L'usine a été réalisée par Mitsubishi Heavy Industries entre mai 1978 et février 1982 avec comme sous-traitants principaux pour la partie eau :
- • Sasakura (ingénierie de détail dessalement),
- • Degrémont (potabilisation),
- • Mitsubishi (électrochloration, chaudronnerie, évaporateur, pompes, recirculation),
- • Torishima (licencié KSB, pompes d'eau de mer).
L’adduction vers Yanbu et Medine était réalisée par les Grands Travaux de Marseille (G.T.M.I.).
Les figures 8 et 9 donnent respectivement le schéma bilan de
l'usine et le schéma simplifié de la potabilisation.

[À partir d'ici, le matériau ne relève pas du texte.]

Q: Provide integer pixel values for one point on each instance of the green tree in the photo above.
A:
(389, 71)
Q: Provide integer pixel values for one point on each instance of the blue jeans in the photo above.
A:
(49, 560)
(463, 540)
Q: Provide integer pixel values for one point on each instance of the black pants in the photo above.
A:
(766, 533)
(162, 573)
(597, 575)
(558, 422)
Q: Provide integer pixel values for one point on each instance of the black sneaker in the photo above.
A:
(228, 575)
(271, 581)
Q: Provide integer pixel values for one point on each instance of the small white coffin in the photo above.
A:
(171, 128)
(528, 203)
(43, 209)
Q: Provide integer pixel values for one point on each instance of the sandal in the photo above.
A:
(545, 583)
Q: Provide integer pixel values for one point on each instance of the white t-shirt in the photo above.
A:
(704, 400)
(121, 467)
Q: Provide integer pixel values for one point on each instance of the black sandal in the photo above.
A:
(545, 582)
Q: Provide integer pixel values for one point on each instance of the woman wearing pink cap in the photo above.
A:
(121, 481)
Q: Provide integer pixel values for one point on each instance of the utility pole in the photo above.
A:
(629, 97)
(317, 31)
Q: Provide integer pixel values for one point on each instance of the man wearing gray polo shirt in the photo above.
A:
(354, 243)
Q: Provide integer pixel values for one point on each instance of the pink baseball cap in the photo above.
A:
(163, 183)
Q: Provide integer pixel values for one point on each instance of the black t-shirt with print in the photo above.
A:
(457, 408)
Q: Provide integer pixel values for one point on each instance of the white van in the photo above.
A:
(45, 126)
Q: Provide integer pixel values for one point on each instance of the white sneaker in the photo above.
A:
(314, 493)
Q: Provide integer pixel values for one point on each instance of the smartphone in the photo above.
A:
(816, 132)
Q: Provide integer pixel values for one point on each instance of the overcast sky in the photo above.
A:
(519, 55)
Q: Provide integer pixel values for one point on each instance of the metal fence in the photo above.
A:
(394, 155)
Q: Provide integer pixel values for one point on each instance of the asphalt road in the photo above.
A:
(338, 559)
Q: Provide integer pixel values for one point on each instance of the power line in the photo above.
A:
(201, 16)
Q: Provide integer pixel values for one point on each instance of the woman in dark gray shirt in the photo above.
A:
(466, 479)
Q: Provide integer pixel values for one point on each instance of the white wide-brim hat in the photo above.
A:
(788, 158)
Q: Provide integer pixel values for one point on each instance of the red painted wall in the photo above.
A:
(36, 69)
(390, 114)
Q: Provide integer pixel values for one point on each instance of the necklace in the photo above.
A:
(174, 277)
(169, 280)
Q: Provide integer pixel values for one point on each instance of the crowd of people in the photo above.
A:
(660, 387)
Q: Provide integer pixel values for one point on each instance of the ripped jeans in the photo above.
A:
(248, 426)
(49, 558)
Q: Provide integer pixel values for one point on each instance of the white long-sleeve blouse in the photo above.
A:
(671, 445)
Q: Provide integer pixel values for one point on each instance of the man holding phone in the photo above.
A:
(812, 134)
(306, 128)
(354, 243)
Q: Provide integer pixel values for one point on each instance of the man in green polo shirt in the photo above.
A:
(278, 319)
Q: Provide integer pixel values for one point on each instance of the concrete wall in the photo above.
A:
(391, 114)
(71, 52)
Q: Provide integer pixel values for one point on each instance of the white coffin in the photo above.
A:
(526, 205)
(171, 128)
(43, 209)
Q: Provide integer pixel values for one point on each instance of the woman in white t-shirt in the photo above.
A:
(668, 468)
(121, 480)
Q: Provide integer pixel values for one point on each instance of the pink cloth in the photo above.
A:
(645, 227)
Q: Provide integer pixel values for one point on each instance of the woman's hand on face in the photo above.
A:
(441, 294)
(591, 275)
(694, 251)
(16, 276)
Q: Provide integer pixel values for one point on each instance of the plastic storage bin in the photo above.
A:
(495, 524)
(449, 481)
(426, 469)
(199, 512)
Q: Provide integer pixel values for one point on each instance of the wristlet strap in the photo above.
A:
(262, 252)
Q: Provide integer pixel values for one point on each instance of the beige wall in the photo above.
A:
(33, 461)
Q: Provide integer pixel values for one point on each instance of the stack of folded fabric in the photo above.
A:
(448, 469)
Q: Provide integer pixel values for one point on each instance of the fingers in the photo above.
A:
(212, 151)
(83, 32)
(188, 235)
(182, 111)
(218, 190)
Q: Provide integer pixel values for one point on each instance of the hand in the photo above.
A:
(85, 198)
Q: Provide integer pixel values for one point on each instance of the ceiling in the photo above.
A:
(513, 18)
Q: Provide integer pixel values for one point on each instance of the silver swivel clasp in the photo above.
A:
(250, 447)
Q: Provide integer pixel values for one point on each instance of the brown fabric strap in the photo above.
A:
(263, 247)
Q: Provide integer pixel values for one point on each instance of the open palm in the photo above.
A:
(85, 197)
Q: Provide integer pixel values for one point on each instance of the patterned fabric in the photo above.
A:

Le rôle de l'ingénieur-conseil doit être de fixer les paramètres de base en fonction des désirs du client afin de permettre une négociation commerciale correcte de l'ensemble clé en main au niveau international. Il doit être apte à évaluer l'incidence des différents paramètres et les choix essentiels portent sur :
- — les marges de capacité dépendant de deux facteurs : disponibilité et facteur d'encrassage sur les échangeurs ;
- — redondance des équipements, par exemple : deux pompes de recirculation (7 200 m³/h, 77,5 m, 2 100 kW) ont été installées ; cependant, il n'est pas inutile de réfléchir à cette conception et il paraît évident que dans des systèmes à grand nombre d'unités, la diminution de l'investissement est très sensible avec, en outre, une moindre complication d'exploitation ;
- — l'efficacité thermique du dessalement, qui peut être caractérisée de manière simplifiée par le G.O.R., choisi dans ce cas égal à 10 étant donné un contexte d'énergie chère, propre à la côte ouest qui ne dispose pas du gaz fatal de gisements pétrolifères ;
- — le traitement de prévention de l'entartrage : l'expérience de Jeddah, le fait que l'acide sulfurique soit produit en Arabie, ont conduit au choix de l'acide. Cependant, les problèmes de corrosion sont plus critiques et la marge de manœuvre chimique pour l'exploitation (pH) est beaucoup plus étroite. Des matériaux et une instrumentation plus sophistiquée sont nécessaires. Par ailleurs, dans d'autres sites, la variabilité chimique de l'eau de mer (alcalinité) peut techniquement exclure ce choix.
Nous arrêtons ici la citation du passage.